Page MenuHomePhabricator

Refine should DROP IF EXISTS before ADD PARTITION
Closed, ResolvedPublic3 Estimated Story Points

Description

In T244771: Refining is failing to refine centranoticeimpression events we had to ALTER a Hive table and then re-refine to backfill a large number of hourly datasets. After the backfill Refine completed, the Hive table's schema was correct, but previously added Hive partitions had the old schema. They had to be manually dropped and re-added to get them to pick up the new and proper table schema.

Refine already overwrites data directories when it finds that they exist; it should also forcibly re-create the Hive partition when it does this, in case the table schema has changed and needs to be propagated to the backfilled partition.

Event Timeline

Ottomata created this task.Feb 26 2020, 3:17 PM
Restricted Application added a subscriber: Aklapper. · View Herald TranscriptFeb 26 2020, 3:17 PM
Nuria added a comment.Feb 26 2020, 3:57 PM

They had to be manually dropped and re-added to get them to pick up the new and proper table schema.

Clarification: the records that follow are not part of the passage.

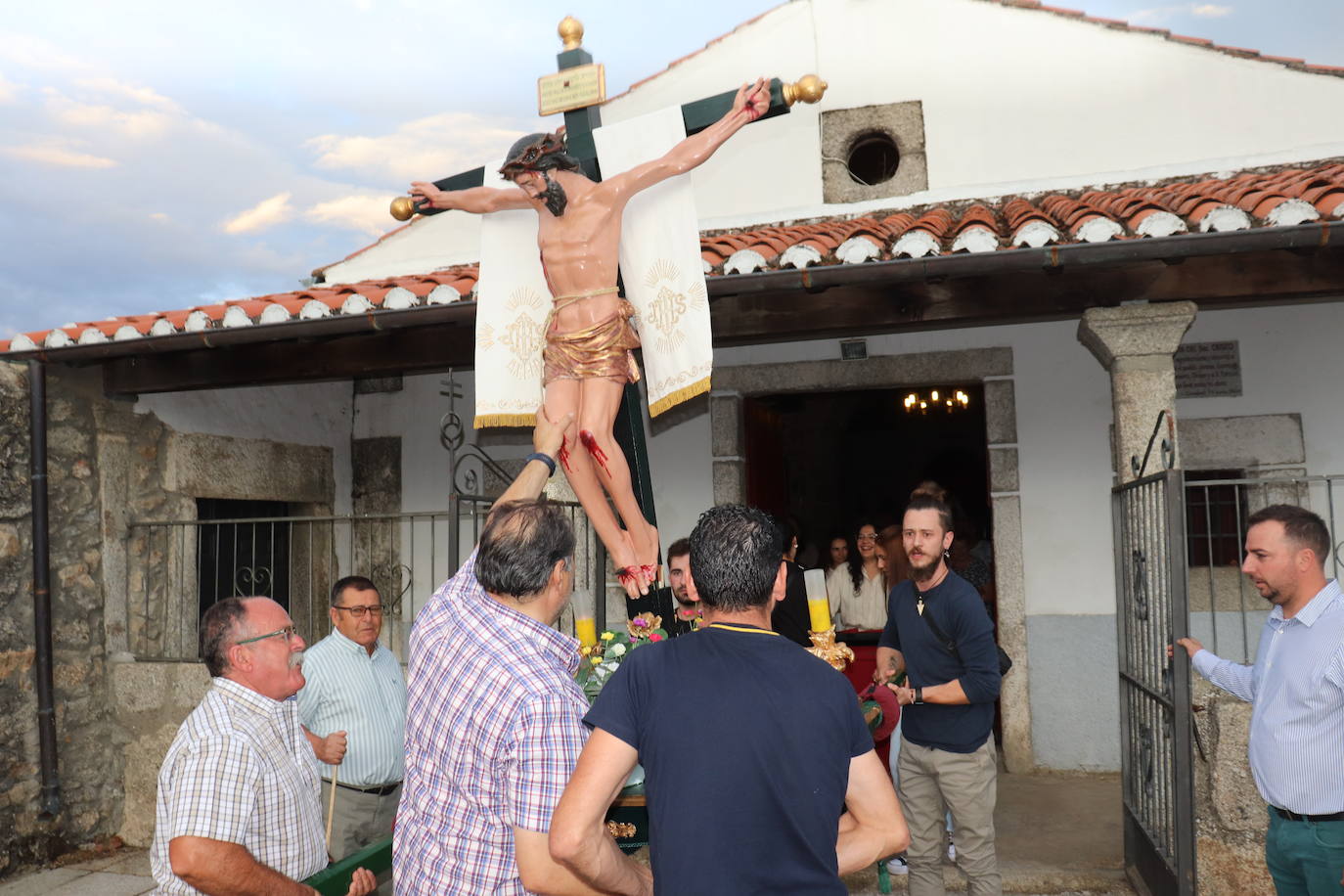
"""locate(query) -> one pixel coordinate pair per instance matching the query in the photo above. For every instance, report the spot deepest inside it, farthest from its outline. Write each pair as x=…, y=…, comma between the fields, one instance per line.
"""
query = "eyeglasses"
x=288, y=632
x=377, y=608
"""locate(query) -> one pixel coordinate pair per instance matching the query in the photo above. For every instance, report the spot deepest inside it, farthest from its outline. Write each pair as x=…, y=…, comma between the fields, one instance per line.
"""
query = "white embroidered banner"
x=660, y=261
x=513, y=302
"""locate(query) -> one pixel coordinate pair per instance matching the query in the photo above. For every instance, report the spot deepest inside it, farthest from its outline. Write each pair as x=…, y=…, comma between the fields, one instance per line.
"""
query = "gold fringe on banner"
x=503, y=420
x=685, y=394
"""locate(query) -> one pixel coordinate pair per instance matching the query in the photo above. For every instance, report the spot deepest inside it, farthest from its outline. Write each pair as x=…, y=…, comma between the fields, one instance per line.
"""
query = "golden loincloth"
x=601, y=351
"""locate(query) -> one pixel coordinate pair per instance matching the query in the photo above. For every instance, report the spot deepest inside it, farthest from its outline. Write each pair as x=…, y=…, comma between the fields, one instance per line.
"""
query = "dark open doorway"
x=829, y=460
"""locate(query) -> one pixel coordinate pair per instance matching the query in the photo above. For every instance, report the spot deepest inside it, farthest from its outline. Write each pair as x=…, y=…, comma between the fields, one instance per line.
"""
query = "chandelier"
x=935, y=400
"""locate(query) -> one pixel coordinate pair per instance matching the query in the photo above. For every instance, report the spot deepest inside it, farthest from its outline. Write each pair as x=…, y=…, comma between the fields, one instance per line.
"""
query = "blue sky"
x=164, y=154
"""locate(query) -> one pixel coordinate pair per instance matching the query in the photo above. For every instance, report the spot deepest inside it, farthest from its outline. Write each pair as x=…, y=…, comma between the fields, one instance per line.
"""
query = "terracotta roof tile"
x=1278, y=197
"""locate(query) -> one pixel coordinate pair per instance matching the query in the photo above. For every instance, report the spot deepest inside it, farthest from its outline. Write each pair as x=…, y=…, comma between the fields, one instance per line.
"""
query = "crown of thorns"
x=538, y=152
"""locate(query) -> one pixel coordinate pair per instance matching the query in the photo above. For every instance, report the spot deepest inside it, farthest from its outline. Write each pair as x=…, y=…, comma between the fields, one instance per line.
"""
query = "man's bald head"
x=520, y=544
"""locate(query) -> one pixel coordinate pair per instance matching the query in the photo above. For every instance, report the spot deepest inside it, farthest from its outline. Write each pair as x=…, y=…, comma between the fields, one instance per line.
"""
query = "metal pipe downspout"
x=42, y=590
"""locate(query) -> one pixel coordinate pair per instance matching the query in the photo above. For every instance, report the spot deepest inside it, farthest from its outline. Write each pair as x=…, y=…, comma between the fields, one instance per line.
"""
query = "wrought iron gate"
x=1154, y=713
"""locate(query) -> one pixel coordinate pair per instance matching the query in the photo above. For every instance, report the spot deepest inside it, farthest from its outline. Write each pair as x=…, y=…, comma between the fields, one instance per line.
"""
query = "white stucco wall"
x=1290, y=364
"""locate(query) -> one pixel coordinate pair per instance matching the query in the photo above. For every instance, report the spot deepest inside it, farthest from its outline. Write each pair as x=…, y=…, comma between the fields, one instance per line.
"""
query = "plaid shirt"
x=493, y=731
x=241, y=770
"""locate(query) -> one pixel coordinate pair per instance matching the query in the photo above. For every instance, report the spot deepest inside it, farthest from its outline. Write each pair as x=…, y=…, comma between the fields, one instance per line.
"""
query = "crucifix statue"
x=588, y=352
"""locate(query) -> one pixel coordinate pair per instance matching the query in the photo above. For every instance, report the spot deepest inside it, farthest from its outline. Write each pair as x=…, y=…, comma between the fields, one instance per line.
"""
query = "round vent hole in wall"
x=873, y=158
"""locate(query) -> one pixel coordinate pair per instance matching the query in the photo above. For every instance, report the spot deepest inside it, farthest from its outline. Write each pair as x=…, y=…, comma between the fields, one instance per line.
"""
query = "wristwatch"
x=545, y=458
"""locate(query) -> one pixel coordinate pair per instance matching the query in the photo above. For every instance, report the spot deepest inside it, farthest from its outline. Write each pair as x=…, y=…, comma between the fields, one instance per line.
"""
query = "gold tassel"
x=685, y=394
x=487, y=421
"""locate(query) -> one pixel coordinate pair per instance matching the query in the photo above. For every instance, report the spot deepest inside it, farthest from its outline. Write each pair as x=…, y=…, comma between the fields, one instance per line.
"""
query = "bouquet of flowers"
x=600, y=662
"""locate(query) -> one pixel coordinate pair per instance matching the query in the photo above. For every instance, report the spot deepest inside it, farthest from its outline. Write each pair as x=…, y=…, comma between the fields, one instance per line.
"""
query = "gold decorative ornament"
x=805, y=89
x=402, y=208
x=826, y=647
x=571, y=32
x=620, y=829
x=643, y=625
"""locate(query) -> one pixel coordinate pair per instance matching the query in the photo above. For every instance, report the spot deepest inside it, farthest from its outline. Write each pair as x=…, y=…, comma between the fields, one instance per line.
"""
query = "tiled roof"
x=1059, y=11
x=1275, y=198
x=399, y=293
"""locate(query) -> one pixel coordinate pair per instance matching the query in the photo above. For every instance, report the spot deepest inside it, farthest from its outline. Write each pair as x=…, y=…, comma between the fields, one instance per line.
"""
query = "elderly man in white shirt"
x=237, y=806
x=354, y=712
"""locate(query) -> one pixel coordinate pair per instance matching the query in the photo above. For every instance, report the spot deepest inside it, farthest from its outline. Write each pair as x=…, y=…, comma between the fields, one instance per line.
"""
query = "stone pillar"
x=728, y=446
x=1136, y=342
x=115, y=427
x=1009, y=583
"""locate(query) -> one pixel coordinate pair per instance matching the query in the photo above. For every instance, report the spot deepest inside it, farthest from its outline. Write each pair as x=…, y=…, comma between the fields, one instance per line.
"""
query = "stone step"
x=1017, y=877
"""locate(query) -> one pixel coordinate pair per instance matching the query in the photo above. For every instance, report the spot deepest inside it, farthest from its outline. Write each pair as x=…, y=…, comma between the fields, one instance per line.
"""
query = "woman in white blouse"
x=856, y=589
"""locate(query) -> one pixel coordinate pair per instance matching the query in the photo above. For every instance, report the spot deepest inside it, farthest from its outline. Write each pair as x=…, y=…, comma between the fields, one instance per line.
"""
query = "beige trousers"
x=966, y=784
x=359, y=821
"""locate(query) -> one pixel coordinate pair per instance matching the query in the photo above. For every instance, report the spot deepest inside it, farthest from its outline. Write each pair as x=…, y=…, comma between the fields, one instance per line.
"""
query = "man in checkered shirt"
x=493, y=713
x=238, y=798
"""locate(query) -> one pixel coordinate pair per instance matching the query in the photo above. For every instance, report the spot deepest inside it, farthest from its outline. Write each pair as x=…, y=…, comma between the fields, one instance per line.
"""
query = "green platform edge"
x=335, y=878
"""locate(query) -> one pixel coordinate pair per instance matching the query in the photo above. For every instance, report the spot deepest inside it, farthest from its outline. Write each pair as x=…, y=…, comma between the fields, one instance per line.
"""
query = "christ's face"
x=542, y=188
x=531, y=183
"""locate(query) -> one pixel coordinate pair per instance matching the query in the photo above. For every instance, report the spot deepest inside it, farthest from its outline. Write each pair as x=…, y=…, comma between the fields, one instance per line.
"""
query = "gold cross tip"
x=805, y=89
x=571, y=32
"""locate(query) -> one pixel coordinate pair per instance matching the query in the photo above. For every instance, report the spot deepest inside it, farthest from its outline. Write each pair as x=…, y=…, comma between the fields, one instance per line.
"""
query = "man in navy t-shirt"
x=946, y=751
x=751, y=745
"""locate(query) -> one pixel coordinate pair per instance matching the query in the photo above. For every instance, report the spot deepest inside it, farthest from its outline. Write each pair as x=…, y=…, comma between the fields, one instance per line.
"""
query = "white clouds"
x=366, y=214
x=140, y=124
x=144, y=96
x=61, y=156
x=421, y=150
x=1164, y=14
x=262, y=215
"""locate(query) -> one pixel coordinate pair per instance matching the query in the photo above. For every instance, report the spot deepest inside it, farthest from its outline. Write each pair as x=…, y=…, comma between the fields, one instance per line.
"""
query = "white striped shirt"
x=362, y=694
x=241, y=771
x=1297, y=690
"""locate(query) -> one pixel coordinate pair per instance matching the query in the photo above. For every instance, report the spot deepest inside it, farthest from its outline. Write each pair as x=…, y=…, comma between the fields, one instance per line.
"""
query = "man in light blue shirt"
x=354, y=712
x=1297, y=694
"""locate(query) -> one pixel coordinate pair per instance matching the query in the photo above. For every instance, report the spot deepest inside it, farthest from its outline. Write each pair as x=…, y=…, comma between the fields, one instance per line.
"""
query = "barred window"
x=1215, y=518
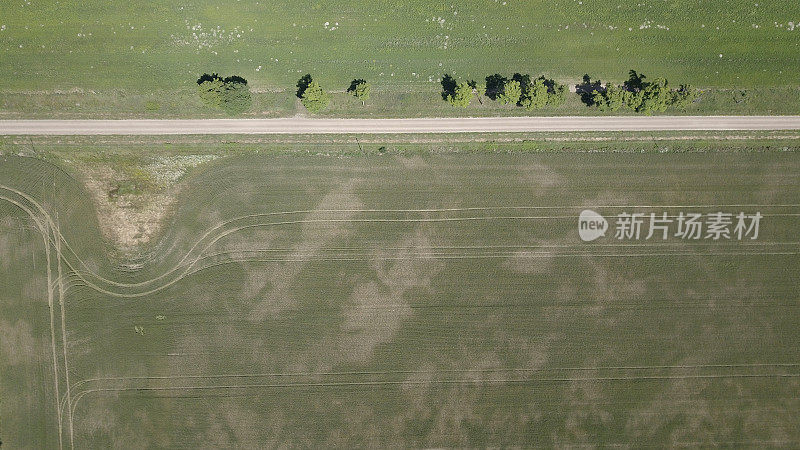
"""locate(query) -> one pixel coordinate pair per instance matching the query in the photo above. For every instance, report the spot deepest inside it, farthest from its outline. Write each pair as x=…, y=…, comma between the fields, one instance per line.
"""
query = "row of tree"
x=637, y=94
x=520, y=90
x=315, y=98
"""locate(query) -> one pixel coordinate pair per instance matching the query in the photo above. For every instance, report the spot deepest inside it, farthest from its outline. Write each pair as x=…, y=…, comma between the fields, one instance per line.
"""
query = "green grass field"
x=142, y=58
x=419, y=299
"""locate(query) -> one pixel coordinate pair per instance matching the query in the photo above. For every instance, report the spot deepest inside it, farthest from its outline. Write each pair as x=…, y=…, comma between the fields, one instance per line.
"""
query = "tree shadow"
x=587, y=88
x=206, y=77
x=448, y=86
x=235, y=79
x=302, y=84
x=355, y=83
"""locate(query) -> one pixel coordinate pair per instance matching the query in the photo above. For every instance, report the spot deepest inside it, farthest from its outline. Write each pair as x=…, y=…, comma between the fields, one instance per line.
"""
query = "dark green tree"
x=461, y=96
x=314, y=98
x=302, y=84
x=494, y=85
x=230, y=94
x=511, y=93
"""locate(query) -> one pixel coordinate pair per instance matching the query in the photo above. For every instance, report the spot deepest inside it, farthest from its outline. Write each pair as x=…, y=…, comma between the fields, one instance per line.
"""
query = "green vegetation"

I am missing here some concepts cause i just did not know that partitions of a table could have a different schema than the table itself

Milimetric triaged this task as Medium priority.Mar 2 2020, 4:51 PM
Milimetric moved this task from Incoming to Ops Week on the Analytics board.
Nuria closed this task as Resolved.Jul 6 2020, 10:16 PM
Nuria set the point value for this task to 3.